White Oscar Night: It's Obama's Fault

The average person who sees the photo line-up of the current Oscars nominees does not immediately think, oh, my God, how terrible, they're all white!

Journalists obsessed with identity politics think however that there's a big story here, some kind of lesson to be drawn about race relations in Hollywood, and by extension, in the American society that Hollywood reflects. It doesn't seem to matter that the 2010 Oscars saw nominations for "The Blind Side," Mo'Nique and "Precious," Morgan Freeman as Nelson Mandela, and Disney's first animated feature with a black princess. When liberals talk about climate change, they reassure us that weather is different from climate, and one cold year does not disprove anthropogenic global warming. When it comes to the Oscars, one year indicates a long-term trend. As A.O. Scott and Manohla Dargis write in their Sunday New York Times Arts exposé, Hollywood's Whiteout Year:

[I]t was possible, over much of the past decade, to believe that a few of the old demons of suspicion and exclusion might finally be laid to rest. Are the coming Oscars an anomaly, or an unsettling sign of the times?

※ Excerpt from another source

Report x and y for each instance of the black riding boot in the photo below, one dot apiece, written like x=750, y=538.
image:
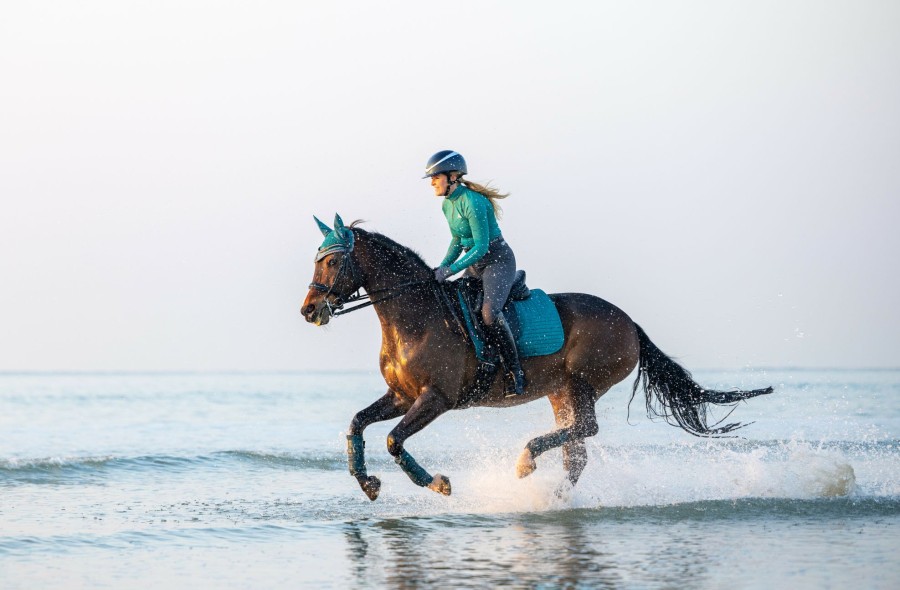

It is not stated overtly but when they talk about  "unsettling...times," they refer no doubt to the conservative upsurge in the country, i.e., the popularity of the Tea Party and politicians like Sarah Palin. It therefore stands to reason by this logic that since these groups are inherently racist, the country's movie industry will exclude African-Americans. (Or, wait...things have been getting better in the past decade, in other words since 2001, when George W. Bush took office...? And getting worse since...?)

I'm a little unclear how this works. Hollywood does indeed reflect the times, but every film is a separate project. Did Ben Affleck have some subconscious idea to exclude blacks when he came up with a script idea about white bank robbers in Charlestown? Do we need some form of affirmative action on Oscar night? Separate (but equal) African-American Oscars?

Some of Scott and Dargis's convoluted explanations are comical:

What happened? Is 2010 an exception to a general rule of growing diversity? Or has Hollywood, a supposed bastion of liberalism so eager in 2008 to help Mr. Obama make it to the White House, slid back into its old, timid ways? Can it be that the president's status as the most visible and powerful African-American man in the world has inaugurated a new era of racial confusion -- or perhaps a crisis in representation? Mr. Obama's complex, seemingly contradictory identity as both a man (black, white, mixed) and a politician (right, left, center) have inspired puzzlement among his supporters who want him to be one thing and detractors who fear that he might be something else.

A "new era of racial confusion" because Obama is right, left and center, black, white and mixed? Now I'm really confused. It's true that some on the Daily Kos left think Obama has moved to the right, and it's true that he's half black and half white, but what does this have to do with the Oscars?

The authors conclude:

"Precious" now looks more like a one-off than a harbinger of change.

Our incredibly talented African-American actors, directors, producers and musicians contribute far more to the entertainment industry than the 13% of the U.S. population they represent. Does any sane person believe are now victims of some suspicious Hollywood conspiracy to exclude them? Tell that to Denzel, Spike, Will, Morgan and Oprah.